Lateral flow tests (LFT) are becoming an ever increasing part of everyday life. Following their initial role in screening of health and social care workers they have since become available to the general public. In the UK they are licensed for use in asymptomatic individuals and people have been encouraged to test regularly in order to identify asymptomatic cases. Many large events from sports matches to West End shows require partially or unvaccinated individuals to show proof of a recent negative lateral flow to gain entry.
In this context, I am hearing from increasing numbers of patients presenting to general practice with possible covid-19 symptoms who have used only a LFT and are surprised to hear they should still have a PCR test.
So what is the difference between lateral flow and PCR tests and why are LFT recommended for asymptomatic screening in the UK but not symptomatic patients?
RT- PCR tests detect the genetic material from the virus. They require laboratory testing and results take hours to days. LFTs detect the presence of the SARS-CoV-2 nucleocapsid antigen. In the UK the Innova LFT is the most widely used. It is a rapid test providing results in 20 minutes. There are many different LFTs used around the world. Their accuracy varies and has been discussed in a recent Cochrane review. The Innova LFT did not meet WHO criteria for replacement of PCR (target acceptable sensitivity ≥80%, specificity ≥97%). (Remember sensitivity is the probability of a positive test amongst patients with the disease, specificity is the probability of a negative test in people without the disease.) According to the review the sensitivity ranged from 79% when the test was conducted by laboratory scientists down to 28% in an outbreak investigation.
More recently the BMJ published a population based cohort study comparing the real world performance of the Innova LFT to PCR. 5869 asymptomatic adults in Liverpool self administered the tests under the supervision of trained staff. Results showed that overall the LFT had a sensitivity of 40% relative to the PCR based test, increasing to 69.4% in individuals with markers for a high viral load.
The long and short of it is that the Innova LFT missed cases that could be detected via PCR.

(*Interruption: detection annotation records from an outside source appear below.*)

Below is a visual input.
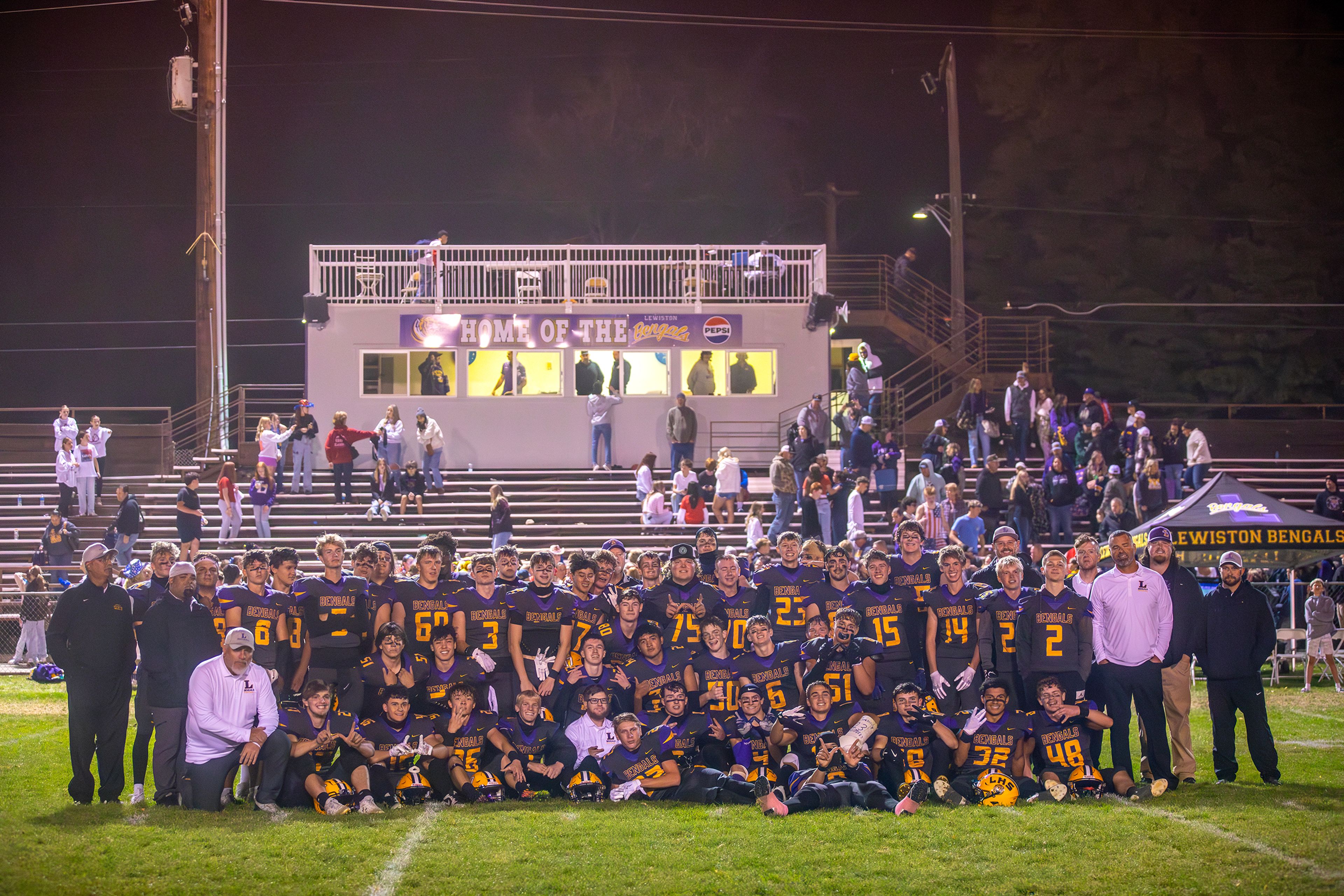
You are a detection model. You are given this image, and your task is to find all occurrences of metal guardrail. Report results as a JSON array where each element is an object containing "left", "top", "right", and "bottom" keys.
[{"left": 308, "top": 245, "right": 827, "bottom": 305}]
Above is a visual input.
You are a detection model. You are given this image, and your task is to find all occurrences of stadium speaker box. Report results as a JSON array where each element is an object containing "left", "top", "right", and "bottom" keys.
[
  {"left": 304, "top": 293, "right": 331, "bottom": 324},
  {"left": 804, "top": 293, "right": 836, "bottom": 331}
]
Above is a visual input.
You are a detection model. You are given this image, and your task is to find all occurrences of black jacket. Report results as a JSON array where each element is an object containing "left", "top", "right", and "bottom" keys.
[
  {"left": 1144, "top": 560, "right": 1204, "bottom": 669},
  {"left": 47, "top": 579, "right": 136, "bottom": 691},
  {"left": 1193, "top": 580, "right": 1278, "bottom": 681},
  {"left": 136, "top": 594, "right": 219, "bottom": 709}
]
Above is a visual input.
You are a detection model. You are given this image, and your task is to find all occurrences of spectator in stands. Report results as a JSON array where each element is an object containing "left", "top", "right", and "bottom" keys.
[
  {"left": 374, "top": 404, "right": 405, "bottom": 470},
  {"left": 1312, "top": 473, "right": 1344, "bottom": 520},
  {"left": 849, "top": 416, "right": 878, "bottom": 477},
  {"left": 86, "top": 414, "right": 112, "bottom": 507},
  {"left": 906, "top": 461, "right": 947, "bottom": 501},
  {"left": 1157, "top": 418, "right": 1185, "bottom": 501},
  {"left": 257, "top": 414, "right": 294, "bottom": 482},
  {"left": 289, "top": 399, "right": 317, "bottom": 494},
  {"left": 1008, "top": 461, "right": 1034, "bottom": 544},
  {"left": 667, "top": 392, "right": 696, "bottom": 472},
  {"left": 215, "top": 461, "right": 243, "bottom": 548},
  {"left": 397, "top": 461, "right": 425, "bottom": 516},
  {"left": 1004, "top": 371, "right": 1036, "bottom": 464},
  {"left": 492, "top": 482, "right": 513, "bottom": 551},
  {"left": 9, "top": 565, "right": 50, "bottom": 666},
  {"left": 957, "top": 376, "right": 989, "bottom": 466},
  {"left": 641, "top": 480, "right": 672, "bottom": 525},
  {"left": 634, "top": 451, "right": 659, "bottom": 504},
  {"left": 42, "top": 509, "right": 79, "bottom": 567},
  {"left": 247, "top": 461, "right": 280, "bottom": 539},
  {"left": 1097, "top": 498, "right": 1138, "bottom": 537},
  {"left": 1134, "top": 458, "right": 1167, "bottom": 523},
  {"left": 789, "top": 423, "right": 822, "bottom": 496},
  {"left": 574, "top": 349, "right": 602, "bottom": 395},
  {"left": 744, "top": 501, "right": 769, "bottom": 551},
  {"left": 415, "top": 407, "right": 443, "bottom": 494},
  {"left": 685, "top": 349, "right": 715, "bottom": 395},
  {"left": 728, "top": 352, "right": 757, "bottom": 395},
  {"left": 579, "top": 384, "right": 624, "bottom": 470},
  {"left": 976, "top": 454, "right": 1004, "bottom": 532},
  {"left": 75, "top": 432, "right": 98, "bottom": 516},
  {"left": 714, "top": 445, "right": 742, "bottom": 525},
  {"left": 766, "top": 445, "right": 798, "bottom": 544},
  {"left": 177, "top": 470, "right": 206, "bottom": 560},
  {"left": 1180, "top": 421, "right": 1214, "bottom": 490},
  {"left": 1042, "top": 454, "right": 1078, "bottom": 545},
  {"left": 51, "top": 404, "right": 79, "bottom": 451},
  {"left": 919, "top": 419, "right": 947, "bottom": 469},
  {"left": 56, "top": 434, "right": 79, "bottom": 516},
  {"left": 859, "top": 343, "right": 884, "bottom": 416},
  {"left": 365, "top": 459, "right": 398, "bottom": 523},
  {"left": 112, "top": 484, "right": 145, "bottom": 568}
]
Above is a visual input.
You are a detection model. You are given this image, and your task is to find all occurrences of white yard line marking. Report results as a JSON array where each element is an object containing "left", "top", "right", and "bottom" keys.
[
  {"left": 1115, "top": 799, "right": 1344, "bottom": 880},
  {"left": 368, "top": 803, "right": 440, "bottom": 896}
]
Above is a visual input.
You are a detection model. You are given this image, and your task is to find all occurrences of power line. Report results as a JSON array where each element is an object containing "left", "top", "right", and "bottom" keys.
[{"left": 257, "top": 0, "right": 1344, "bottom": 40}]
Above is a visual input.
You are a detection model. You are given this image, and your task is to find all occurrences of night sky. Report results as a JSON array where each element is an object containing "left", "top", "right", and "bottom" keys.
[{"left": 0, "top": 0, "right": 1339, "bottom": 407}]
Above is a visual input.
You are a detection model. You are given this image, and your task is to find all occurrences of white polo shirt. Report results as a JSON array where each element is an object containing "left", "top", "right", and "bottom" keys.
[
  {"left": 565, "top": 712, "right": 621, "bottom": 768},
  {"left": 187, "top": 656, "right": 280, "bottom": 766}
]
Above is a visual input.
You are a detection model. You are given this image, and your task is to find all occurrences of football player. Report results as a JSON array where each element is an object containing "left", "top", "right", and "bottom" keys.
[
  {"left": 392, "top": 544, "right": 468, "bottom": 657},
  {"left": 976, "top": 556, "right": 1035, "bottom": 711},
  {"left": 293, "top": 533, "right": 371, "bottom": 709},
  {"left": 504, "top": 551, "right": 574, "bottom": 709},
  {"left": 733, "top": 615, "right": 802, "bottom": 712},
  {"left": 1017, "top": 551, "right": 1093, "bottom": 707},
  {"left": 453, "top": 553, "right": 517, "bottom": 715},
  {"left": 596, "top": 712, "right": 763, "bottom": 805},
  {"left": 644, "top": 544, "right": 722, "bottom": 650},
  {"left": 625, "top": 621, "right": 693, "bottom": 712},
  {"left": 215, "top": 549, "right": 292, "bottom": 693},
  {"left": 491, "top": 691, "right": 575, "bottom": 799},
  {"left": 359, "top": 622, "right": 429, "bottom": 719},
  {"left": 801, "top": 607, "right": 882, "bottom": 705},
  {"left": 872, "top": 681, "right": 957, "bottom": 797},
  {"left": 925, "top": 544, "right": 985, "bottom": 716},
  {"left": 1028, "top": 677, "right": 1167, "bottom": 802},
  {"left": 827, "top": 551, "right": 925, "bottom": 712},
  {"left": 934, "top": 678, "right": 1040, "bottom": 806},
  {"left": 280, "top": 678, "right": 383, "bottom": 816},
  {"left": 351, "top": 685, "right": 456, "bottom": 805},
  {"left": 751, "top": 532, "right": 825, "bottom": 641}
]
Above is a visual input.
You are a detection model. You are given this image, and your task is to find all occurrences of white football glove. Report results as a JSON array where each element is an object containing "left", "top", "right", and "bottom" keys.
[
  {"left": 961, "top": 709, "right": 985, "bottom": 735},
  {"left": 610, "top": 779, "right": 644, "bottom": 802}
]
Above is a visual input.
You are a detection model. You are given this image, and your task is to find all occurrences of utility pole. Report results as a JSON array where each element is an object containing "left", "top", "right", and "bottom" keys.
[
  {"left": 939, "top": 43, "right": 966, "bottom": 355},
  {"left": 802, "top": 181, "right": 859, "bottom": 255},
  {"left": 195, "top": 0, "right": 229, "bottom": 446}
]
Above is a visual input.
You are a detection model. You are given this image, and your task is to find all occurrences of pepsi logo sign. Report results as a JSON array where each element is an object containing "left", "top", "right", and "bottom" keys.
[{"left": 704, "top": 317, "right": 733, "bottom": 345}]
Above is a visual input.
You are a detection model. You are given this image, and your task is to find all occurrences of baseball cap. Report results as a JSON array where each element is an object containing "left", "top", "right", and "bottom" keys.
[{"left": 79, "top": 541, "right": 115, "bottom": 565}]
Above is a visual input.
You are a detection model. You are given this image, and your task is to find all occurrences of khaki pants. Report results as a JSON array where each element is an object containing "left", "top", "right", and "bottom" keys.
[{"left": 1138, "top": 654, "right": 1195, "bottom": 781}]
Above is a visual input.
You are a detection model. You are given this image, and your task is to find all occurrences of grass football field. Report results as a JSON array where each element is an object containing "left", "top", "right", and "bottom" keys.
[{"left": 0, "top": 677, "right": 1344, "bottom": 896}]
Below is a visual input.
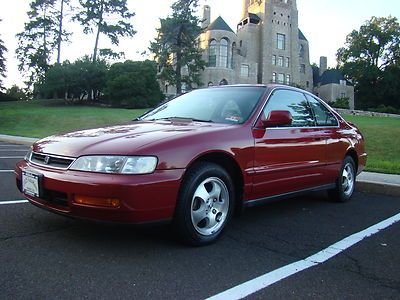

This becomes increasingly important when testing patients with a higher likelihood of infection (i.e. symptomatic patients). Dredging back to your statistics knowledge you may recall that as prevalence of a condition increases, the negative predictive value (probability of an individual with a negative test truly not having the disease) decreases despite the test sensitivity remaining constant. Confused? The BMJ has recently published a handy interactive infographic which allows you to play around and get to grips with this. Let's take Colin as an example. He has potential symptoms of Covid-19. Let's also assume he has been in contact with a student who tested positive for covid-19. On these grounds he has a high pre-test probability of infection. If we estimate it to be 40% and use a LFT with a sensitivity of 50% there is a 25% chance of him receiving a false negative. In contrast, if we take a patient with a low pre-test probability of Covid-19 of 0.1% (asymptomatic, no known contacts) and use a LFT with the same sensitivity of 50% then there is only a 0.05% chance of a false negative.
In summary, if a patient is asymptomatic and therefore less likely to have covid-19, a negative LFT can provide adequate reassurance as false negatives are low. However, if they are symptomatic and therefore more likely to have covid-19, a PCR is needed as the best available test to reduce false negatives.
Now back to the figure of ‘99.9% accurate’ quoted on the NHS website this refers to the specificity - the likelihood of the test being negative if you do not have the disease. This is important in a screening tool for asymptomatic patients as it means the chances of receiving a false positive and being asked to isolate when you don’t have covid-19 are low. However the less statistically savvy may be misled into thinking 99.9% accurate implies it identifies nearly all positive cases, which as discussed above is not the case. Of note, if a patient gets a positive LFT a PCR test is recommended to confirm.
Take home message: if a symptomatic patient tells you they have had a negative covid-19 test check it was a PCR.